Accelerating inflation and slowing growth have raised World Bank officials’ concerns that the global economy is entering a period of stagflation reminiscent of the 1970s. As a result, a steeper-than-anticipated policy tightening may now again be required to return inflation to target -- and this might trigger a hard landing.  

With emerging and developing economies’ debt at multi-decade highs, “the associated rise in global borrowing costs and exchange-rate depreciations may trigger financial crises, as it did in the early 1980s,” the World Bank said.   

About 60 per cent of the world’s 75 poorest countries are in or at risk of debt distress, and this is spreading to middle-income countries, Malpass said in an interview on Bloomberg Television. 

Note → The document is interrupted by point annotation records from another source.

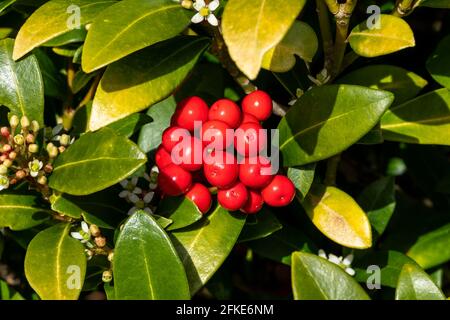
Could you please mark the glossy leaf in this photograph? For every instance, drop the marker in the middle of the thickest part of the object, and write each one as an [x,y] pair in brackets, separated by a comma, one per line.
[253,27]
[146,265]
[20,212]
[404,84]
[204,246]
[315,278]
[378,201]
[393,35]
[432,248]
[416,284]
[140,79]
[424,120]
[338,217]
[55,264]
[21,84]
[317,126]
[301,41]
[151,133]
[439,63]
[180,210]
[53,20]
[129,26]
[94,162]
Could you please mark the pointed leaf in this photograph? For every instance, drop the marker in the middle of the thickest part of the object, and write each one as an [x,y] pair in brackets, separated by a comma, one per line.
[146,265]
[253,27]
[315,278]
[393,35]
[317,126]
[55,264]
[338,217]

China is the biggest creditor, and the contracts are written with collateral and non-disclosure clauses, which makes it “hard to engage the conversation,” he said, adding that the bank is working to “find ways to restructure the debt and have it be more transparent.” 

Here are some highlights from the report: 

  • The US economy will likely expand 2.5 per cent in 2022, 1.2 percentage points below the prior projection due to higher energy prices, tighter financial conditions, and additional supply disruptions caused by the invasion of Ukraine.
  • The bank cut the outlook for China’s economic expansion to 4.3 per cent this year due to larger-than-expected damage from COVID-19 and related lockdowns.
  • Euro-area growth is projected to slow to 2.5 per cent, 1.7 percentage points less than seen in January.
  • Ukraine’s economy is set to shrink 45.1 per cent this year, while Russia’s may drop 8.9 per cent. The lender had forecast expansion for both previously.